Ventisei anni, inglese di Southampton, un metro e 90 per 78 chili, Dibben era partito da Monreale con una facilitazione: indossava già una maglia nera, anche se solo per metà (l’altra metà bianca e rossa), quella della sua squadra belga, la Lotto-Soudal. Dorsale 123 (1, 2 e 3, un podio ideale, invisibile e soltanto onirico dal suo remoto punto di arrivo), Dibben aveva il ruolo di gregario, cioè aiutante, assistente, mediano se fosse calcio, pilone: la sua specialità è tirare le volate ai compagni sprinter, anche da ultimo - e non si tratta di un gioco di parole - uomo. Ma qui, stavolta, l’australiano Caleb Ewan e il tedesco John Degenkolb non c’erano, e così nel finale di gara Jon, più che tirare le volate, tirava un po’ a campare, risparmiando energie (salvando le gambe, si dice in gergo) per il giorno dopo. Tre settimane sono lunghe da raccontare, ma ancora di più a pedalare. E qualche economia equa e sostenibile bisogna pur farla.
Eppure Dibben è un vincente. In pista ha collezionato tutoli nazionali ed europei, tra inseguimento individuale e a squadre, scratch e omnium, e ha perfino conquistato un oro mondiale nella corsa a punti nel 2016. Tant’è che la sua educazione è stata identica a quella dei più grandi corridori britannici, da Bradley Wiggins a Geraint Thomas: pista e strada, perché la pista garantisce adrenalina, potenza, colpo d’occhio e sforzi più o meno brevi ma intensi oltre la soglia aerobica, e perché la strada dà resistenza, oltre che visibilità e stipendio. Su strada Dibben ha vinto soltanto una volta, ma bene: una tappa al Tour of California nel 2017.
Anche la carriera professionistica di Dibben ha ricalcato quella dei migliori corridori inglesi: prima la tutela della federazione inglese con la formazione in un’accademia e la frequenza sulla pista di Manchester (“Un vero centro di addestramento, poi ci correva per vincere, e vincendo si guadagnano i finanziamenti olimpici”), poi il debutto con la squadra di Wiggins (“Un onore”), la promozione in quella della Sky (“Ero un pesce piccolo in un grande stagno”), una retrocessione nella piccola formazione Madison Genesis, quindi la Lotto-Soudal (“La mia seconda opportunità per stare nel ciclismo di alto livello. Da quel giorno ho fatto tutto per non fallire”).

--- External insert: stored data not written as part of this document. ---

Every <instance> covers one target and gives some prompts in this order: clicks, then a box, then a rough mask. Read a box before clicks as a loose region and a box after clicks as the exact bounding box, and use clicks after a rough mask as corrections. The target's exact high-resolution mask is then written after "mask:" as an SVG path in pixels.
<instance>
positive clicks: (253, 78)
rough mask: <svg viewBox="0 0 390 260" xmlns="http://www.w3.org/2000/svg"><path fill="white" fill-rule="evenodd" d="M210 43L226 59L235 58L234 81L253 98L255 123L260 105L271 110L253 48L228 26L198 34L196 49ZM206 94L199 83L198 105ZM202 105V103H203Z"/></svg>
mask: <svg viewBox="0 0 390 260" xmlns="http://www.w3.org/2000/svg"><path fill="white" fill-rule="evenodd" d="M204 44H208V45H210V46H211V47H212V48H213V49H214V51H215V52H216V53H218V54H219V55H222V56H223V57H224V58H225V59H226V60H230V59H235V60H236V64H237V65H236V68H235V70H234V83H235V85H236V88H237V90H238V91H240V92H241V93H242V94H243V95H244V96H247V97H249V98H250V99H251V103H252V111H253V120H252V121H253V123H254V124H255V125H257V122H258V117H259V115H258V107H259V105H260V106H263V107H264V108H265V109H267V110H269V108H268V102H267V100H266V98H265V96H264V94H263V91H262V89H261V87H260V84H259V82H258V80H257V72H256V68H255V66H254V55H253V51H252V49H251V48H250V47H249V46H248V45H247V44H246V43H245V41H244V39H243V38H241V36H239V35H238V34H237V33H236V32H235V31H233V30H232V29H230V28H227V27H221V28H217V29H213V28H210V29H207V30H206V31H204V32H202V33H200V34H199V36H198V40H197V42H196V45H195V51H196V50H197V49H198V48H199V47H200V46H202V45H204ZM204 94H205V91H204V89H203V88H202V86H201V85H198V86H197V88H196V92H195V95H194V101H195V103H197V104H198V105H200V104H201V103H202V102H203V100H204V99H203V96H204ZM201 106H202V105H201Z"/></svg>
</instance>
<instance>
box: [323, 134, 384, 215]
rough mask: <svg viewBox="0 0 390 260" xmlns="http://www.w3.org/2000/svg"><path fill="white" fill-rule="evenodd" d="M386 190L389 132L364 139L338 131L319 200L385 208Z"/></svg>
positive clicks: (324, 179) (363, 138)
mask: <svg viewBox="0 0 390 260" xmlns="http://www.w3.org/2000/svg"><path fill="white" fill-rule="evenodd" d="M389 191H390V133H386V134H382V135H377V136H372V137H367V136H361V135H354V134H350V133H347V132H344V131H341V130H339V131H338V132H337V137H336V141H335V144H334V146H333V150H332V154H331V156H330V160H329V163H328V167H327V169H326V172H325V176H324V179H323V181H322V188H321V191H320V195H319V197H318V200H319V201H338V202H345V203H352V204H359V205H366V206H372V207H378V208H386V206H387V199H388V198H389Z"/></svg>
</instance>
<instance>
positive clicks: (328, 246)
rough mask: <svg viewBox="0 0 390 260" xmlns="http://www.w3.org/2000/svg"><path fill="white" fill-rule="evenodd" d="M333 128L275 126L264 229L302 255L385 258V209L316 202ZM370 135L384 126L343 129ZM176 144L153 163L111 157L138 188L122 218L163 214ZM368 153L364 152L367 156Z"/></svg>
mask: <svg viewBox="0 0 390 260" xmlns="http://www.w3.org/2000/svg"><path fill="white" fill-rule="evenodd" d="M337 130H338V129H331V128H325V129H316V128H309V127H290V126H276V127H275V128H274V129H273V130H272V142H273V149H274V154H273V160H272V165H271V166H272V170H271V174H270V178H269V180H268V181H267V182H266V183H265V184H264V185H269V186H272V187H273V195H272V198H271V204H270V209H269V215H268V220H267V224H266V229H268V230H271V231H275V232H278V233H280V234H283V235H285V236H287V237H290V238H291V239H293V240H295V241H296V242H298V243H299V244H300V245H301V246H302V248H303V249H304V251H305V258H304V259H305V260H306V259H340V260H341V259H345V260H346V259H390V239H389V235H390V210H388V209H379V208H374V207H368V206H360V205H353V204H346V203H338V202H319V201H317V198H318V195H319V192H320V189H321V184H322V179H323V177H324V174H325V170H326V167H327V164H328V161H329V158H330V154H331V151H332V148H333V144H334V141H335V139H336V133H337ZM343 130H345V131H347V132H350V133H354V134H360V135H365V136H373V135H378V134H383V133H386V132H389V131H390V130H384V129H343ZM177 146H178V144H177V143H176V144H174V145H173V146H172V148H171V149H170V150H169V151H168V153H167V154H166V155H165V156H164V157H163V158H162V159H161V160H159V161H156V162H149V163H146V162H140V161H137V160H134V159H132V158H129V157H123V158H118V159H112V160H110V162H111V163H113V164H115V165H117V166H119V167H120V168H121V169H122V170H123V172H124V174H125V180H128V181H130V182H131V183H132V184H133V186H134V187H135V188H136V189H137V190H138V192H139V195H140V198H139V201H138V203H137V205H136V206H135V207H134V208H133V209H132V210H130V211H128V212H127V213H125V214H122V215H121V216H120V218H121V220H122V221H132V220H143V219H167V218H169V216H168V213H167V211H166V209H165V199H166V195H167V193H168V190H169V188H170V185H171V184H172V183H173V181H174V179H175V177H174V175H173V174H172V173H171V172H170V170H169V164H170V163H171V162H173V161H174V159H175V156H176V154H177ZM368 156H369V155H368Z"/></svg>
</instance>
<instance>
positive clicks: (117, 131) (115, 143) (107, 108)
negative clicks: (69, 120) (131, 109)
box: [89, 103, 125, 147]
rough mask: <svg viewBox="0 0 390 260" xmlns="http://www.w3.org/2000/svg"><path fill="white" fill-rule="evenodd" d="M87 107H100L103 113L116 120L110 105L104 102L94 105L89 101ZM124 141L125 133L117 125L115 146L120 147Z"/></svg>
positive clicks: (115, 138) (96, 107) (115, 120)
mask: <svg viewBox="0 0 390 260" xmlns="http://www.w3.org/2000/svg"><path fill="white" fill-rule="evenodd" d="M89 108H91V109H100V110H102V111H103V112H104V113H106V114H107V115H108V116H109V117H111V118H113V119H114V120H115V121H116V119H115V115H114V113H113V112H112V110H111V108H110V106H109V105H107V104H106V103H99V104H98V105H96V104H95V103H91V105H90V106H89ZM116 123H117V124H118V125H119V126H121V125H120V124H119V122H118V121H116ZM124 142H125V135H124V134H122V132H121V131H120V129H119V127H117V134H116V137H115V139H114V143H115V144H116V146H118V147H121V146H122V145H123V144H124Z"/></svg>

Il Giro d’Italia è stato la sua prima corsa a tappe lunga tre settimane: “Un’esperienza fantastica, ma anche molto faticosa”. Per l’ultimo posto ha dovuto duellare con un israeliano: “Guy Sagiv. Ma alla fine l’ho staccato di quasi due minuti”. L’Italia gli rimarrà dentro: “Ma l’ho avuta anche addosso. Alla Sei Giorni di Londra del 2018, io e Arthur Blythe correvamo con la maglia della Molteni. Era un omaggio alla vecchia squadra italiana di Eddy Merckx”. Che dire di Tao primo e lui ultimo? “Abbiamo scritto la storia”. Dibben coltiva un sogno: “L’Olimpiade. Ho mancato la convocazione per quella di Rio de Janeiro nel 2016, cercherò di partecipare a quella di Tokyo nel 2021”.